How do you define a poem?

I was thinking about all the different ways we shape our poems, in terms of length, stanza, white space, rhyming, not rhyming metaphors, or literal, and I was thinking what is the basic structure. What must a poem have to be called a poem, especially now that there are pros poems?(They probably have always been around but it is new to me.) There was this image or sound in my head about what is a poem growing up, haikus, limerick, lyrical, sonnets and all these poems have rules you must follow. What about poems that have no rules? Is it acceptable for me to write something and say this is a poem? I am begging to think it is more of the way a piece read or makes readers feel when reading. Poetry is ever changing and growing, This could be a poem about poetry, possibly. There are many things that are poetry but what is not poetry? Even in asking that question I realize that everything is poetry, everything has something about it that is poetic. But what screams I AM NOT POETRY.
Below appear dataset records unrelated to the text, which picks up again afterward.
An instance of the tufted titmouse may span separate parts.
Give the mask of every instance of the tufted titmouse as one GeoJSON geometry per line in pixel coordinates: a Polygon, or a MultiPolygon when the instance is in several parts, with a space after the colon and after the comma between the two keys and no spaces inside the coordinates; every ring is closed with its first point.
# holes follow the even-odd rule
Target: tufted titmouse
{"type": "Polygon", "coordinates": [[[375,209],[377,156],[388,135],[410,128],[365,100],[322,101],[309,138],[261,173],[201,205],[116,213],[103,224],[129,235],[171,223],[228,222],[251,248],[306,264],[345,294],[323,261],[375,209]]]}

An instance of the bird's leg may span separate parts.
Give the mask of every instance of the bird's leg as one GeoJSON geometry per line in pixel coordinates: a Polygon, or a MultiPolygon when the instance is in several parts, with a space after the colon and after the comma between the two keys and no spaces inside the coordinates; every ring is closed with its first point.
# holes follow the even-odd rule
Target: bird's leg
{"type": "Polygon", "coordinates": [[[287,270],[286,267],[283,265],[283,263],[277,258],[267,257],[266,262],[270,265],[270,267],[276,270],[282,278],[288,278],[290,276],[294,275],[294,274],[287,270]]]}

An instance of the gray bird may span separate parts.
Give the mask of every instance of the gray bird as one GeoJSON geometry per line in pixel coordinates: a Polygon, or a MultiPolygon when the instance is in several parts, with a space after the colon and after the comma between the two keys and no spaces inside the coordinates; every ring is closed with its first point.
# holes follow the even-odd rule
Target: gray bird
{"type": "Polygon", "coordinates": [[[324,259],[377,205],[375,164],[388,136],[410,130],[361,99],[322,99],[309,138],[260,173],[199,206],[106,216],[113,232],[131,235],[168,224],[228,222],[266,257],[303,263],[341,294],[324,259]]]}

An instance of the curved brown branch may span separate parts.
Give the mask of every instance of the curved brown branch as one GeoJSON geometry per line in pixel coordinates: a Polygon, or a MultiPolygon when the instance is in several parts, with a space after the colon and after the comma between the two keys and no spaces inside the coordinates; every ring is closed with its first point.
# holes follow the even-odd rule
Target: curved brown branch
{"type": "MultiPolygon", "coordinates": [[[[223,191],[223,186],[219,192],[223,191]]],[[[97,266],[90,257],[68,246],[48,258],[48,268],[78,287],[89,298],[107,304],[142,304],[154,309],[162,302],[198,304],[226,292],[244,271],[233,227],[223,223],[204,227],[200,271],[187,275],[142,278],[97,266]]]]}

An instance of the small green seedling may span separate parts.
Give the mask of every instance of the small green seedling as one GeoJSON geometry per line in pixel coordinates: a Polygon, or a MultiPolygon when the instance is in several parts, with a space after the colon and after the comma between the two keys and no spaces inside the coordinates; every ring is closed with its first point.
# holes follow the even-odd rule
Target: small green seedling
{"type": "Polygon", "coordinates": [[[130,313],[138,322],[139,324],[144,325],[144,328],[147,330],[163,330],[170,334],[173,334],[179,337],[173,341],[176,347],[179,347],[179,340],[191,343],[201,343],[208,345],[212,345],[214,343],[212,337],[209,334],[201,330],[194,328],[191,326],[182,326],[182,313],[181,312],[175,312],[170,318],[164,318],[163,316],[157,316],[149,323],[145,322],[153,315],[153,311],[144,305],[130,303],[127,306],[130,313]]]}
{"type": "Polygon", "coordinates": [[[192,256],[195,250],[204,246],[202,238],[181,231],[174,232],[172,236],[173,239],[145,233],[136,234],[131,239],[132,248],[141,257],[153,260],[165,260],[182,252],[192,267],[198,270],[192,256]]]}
3 Replies to “How do you define a poem?”

  1. Maiah,

    This is a great question to ask. I’m more of a creative nonfiction person, though I’ve focused on poetry for the past year or so, and I’ve noticed that the difference is in the cadence and the breath…prose is like normal speech, though it can be classified as lyrical or narrative, but poetry has a certain rhythm and well-crafted cadence to it (even if it is an entirely experimental free-verse poem). I’ve noticed that even prose poetry has a specific rhythm to it that is unique to poetry. Words, syllables, spaces and lines matter exponentially more in poetry than they do in prose (arguably).

    For me, it mainly returns to the idea of breath. Prose feels like natural, paced breath and poetry can be short, rapid breath or gasping-due-to-lack-of-oxygen…the breath is meticulously crafted in the words and in the line.

    To me, this seems like the smallest and broadest unit of a poem that helps me make sense of what is poetry and what isn’t.